A resistência da democracia eleitoral

Ainda há muito a avançar em direção a uma democracia material participativa e inclusiva. Porém, na atual conjuntura de reiteradas ameaças à democracia institucional, a realização das eleições gerais no último domingo, sem maiores transtornos a não ser casos isolados rapidamente resolvidos, traduz a resistência da democracia eleitoral.

Com efeito, executar eleições nacionais, sincronizadas, em um país de dimensões continentais e com tantas diferenças e particularidades regionais, com resultados divulgados de forma pública e transparente ainda no mesmo dia, revela o sucesso das eleições periódicas, preservando a soberania da vontade do eleitor que se revela no voto dado na urna eletrônica.

Pode parecer mais do mesmo, mas num momento em que agentes estatais e lideranças políticas insuflam segmentos da população com fake news para desacreditar o sistema já consolidado, seguro e auditado de recepção do voto, a realização de mais uma eleição geral com tanto sucesso demonstra que os agentes do sistema de justiça eleitoral estão preparados e à altura do desafio institucional que lhes foi imposto.

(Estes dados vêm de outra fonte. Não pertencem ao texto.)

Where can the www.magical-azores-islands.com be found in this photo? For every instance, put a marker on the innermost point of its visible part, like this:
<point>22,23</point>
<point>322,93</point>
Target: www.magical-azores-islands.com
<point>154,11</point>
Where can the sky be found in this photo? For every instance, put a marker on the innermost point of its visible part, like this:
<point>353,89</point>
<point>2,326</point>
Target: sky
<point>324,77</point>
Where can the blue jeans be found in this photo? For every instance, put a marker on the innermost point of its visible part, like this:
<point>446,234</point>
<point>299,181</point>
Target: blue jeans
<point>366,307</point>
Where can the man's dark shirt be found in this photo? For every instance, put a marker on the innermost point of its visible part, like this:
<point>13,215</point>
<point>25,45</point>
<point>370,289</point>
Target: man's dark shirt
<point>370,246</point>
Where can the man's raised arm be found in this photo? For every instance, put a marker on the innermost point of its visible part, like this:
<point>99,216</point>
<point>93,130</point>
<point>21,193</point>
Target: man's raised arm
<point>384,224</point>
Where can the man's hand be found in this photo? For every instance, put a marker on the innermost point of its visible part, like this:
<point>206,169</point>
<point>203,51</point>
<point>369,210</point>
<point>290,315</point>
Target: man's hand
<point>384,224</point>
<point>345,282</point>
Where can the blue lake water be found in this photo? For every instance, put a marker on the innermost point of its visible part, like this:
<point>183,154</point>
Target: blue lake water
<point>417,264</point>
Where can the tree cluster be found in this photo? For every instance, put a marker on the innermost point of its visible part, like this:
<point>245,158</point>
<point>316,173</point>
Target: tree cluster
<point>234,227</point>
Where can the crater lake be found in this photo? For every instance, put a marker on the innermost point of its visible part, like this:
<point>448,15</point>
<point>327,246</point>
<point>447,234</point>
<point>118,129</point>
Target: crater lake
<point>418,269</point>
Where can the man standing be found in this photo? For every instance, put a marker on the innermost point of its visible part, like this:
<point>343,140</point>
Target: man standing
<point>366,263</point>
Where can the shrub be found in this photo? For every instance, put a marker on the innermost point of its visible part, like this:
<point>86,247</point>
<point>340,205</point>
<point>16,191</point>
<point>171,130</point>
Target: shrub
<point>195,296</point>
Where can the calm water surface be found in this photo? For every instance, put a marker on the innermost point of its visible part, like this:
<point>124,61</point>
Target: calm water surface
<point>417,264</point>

Além disso, demonstra a defesa feita pelo povo, ainda que de forma silenciosa, do seu soberano direito de votar e de fazer livremente as suas escolhas democráticas de representantes para governar, legislar e fiscalizar.

Não estivéssemos em conjuntura tão ameaçadora de ruptura institucional, estaríamos, ao invés de comemorando a resistência da democracia representativa eleitoral, avaliando e refletindo sobre mudanças recém realizadas e que parecem já começar a surtir efeitos no funcionamento do sistema político representativo.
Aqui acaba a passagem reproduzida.